First, I apologize for missing a day on my blog. With my wife still in intensive care, I have not been able to focus on the issues that I would normally be writing about. She is better, but we are still trying to figure out how to fix a couple of problems, and I spend more time with her than I do writing.
Still, I want to address kck1999's request from my last blog entry for a discussion about the existence of "something beyond ourselves." I recognize the sincere interest in that discussion. However, I am obligated to report that I would be a poor candidate for that discussion.
When it comes to the existence of a God, my overall attitude tends to be "I do not care."
I am not saying that this is not an important question, or that it is wrong for people to care about this question.
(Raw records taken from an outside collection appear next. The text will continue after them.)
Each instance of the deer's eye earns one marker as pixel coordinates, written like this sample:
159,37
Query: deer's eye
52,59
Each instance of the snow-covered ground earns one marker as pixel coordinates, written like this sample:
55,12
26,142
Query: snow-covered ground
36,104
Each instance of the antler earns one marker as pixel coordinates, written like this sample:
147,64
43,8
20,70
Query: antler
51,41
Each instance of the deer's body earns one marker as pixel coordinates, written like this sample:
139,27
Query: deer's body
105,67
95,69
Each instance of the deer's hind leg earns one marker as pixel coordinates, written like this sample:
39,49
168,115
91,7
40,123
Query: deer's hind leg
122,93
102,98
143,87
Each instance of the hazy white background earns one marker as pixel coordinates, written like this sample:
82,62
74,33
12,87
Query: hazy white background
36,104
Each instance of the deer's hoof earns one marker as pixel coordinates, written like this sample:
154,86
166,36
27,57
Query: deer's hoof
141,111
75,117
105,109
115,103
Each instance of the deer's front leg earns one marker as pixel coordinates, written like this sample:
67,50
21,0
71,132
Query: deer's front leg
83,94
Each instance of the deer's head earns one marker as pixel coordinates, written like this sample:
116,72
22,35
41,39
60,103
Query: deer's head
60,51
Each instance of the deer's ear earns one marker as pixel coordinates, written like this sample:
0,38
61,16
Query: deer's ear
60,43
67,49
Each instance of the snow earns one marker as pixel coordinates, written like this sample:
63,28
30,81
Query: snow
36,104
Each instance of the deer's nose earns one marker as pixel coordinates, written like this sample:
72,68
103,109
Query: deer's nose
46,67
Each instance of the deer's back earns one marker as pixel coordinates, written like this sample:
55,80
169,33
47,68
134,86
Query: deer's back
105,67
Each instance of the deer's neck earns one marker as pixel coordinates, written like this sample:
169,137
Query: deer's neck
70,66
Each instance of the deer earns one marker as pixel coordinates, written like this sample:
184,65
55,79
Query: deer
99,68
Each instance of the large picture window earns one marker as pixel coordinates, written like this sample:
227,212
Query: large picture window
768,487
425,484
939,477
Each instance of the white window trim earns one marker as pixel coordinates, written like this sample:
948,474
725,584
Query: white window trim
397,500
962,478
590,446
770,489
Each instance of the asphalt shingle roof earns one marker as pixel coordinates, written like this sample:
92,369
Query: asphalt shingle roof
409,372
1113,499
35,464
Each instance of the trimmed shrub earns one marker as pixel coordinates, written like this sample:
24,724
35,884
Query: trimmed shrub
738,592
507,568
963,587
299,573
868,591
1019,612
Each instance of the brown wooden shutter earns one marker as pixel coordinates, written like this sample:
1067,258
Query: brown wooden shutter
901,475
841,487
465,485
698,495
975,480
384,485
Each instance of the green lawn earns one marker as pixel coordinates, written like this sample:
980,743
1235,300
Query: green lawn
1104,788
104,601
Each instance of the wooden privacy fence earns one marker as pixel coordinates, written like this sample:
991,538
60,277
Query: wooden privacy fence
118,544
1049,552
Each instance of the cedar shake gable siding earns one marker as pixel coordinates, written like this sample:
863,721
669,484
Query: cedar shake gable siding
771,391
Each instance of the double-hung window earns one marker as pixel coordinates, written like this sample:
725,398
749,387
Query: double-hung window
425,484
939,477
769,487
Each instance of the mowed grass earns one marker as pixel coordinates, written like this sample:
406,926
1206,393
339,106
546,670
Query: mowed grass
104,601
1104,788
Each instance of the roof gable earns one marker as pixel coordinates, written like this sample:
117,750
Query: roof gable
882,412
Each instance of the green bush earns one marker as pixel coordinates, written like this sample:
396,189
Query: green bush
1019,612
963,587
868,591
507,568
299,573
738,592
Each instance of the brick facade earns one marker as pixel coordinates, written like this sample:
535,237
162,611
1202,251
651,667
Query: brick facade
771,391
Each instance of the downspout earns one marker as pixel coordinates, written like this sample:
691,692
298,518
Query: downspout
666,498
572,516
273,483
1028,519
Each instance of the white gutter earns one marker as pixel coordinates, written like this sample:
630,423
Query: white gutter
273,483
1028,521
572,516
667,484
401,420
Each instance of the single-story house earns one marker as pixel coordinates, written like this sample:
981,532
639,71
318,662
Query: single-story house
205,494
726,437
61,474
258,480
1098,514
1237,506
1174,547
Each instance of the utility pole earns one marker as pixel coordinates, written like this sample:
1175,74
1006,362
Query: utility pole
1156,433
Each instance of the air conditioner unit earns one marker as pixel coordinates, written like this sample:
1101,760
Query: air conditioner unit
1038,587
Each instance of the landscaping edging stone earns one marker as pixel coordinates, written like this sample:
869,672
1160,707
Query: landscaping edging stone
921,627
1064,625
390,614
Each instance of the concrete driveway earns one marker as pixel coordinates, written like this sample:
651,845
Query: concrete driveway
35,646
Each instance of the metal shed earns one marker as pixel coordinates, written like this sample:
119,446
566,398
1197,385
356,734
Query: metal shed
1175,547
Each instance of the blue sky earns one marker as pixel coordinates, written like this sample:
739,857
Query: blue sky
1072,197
There are, in fact, a whole bunch of important questions -- too many for any one person to answer. As my wife sleeps, medical experts are seeking answers to a set of important questions. I admit that the answers to those questions are important. They are important to me. However, I also admit that I am not the best person to seek answers to those questions – at least not in a timely manner. On this issue, I have decided to trust to experts.
Value theorists recognize that, with human limits being what they are, a rational person will choose to be ignorant about certain things. The concept of "rational ignorance" may seem strange at first -- why would it be a good thing for a person to choose to be ignorant? Yet, a moment's reflection shows that this is obvious. Since we cannot know everything, we must choose those things that we will spend time learning, thereby choosing everything else as those things about which we will remain ignorant.
Yet, I call myself an "atheist ethicist," asserting that I am not ignorant about the existence of God. I claim that the proposition, "God exists" is false. However, I do not think it takes a lot of effort to reach that conclusion. I also conclude that "Leprechauns exist" is false. I do not need to go into an in-depth review of all of the literature surrounding the nature of leprechauns to reach that decision. I can look at the general tendency that civilizations have to invent fictitious entities (unicorns, giant spiders, Cyclopes, chimera, dragons, elves, hobbits, Zeus, Xochopilli, etc.) and easily fit leprechauns into that general category.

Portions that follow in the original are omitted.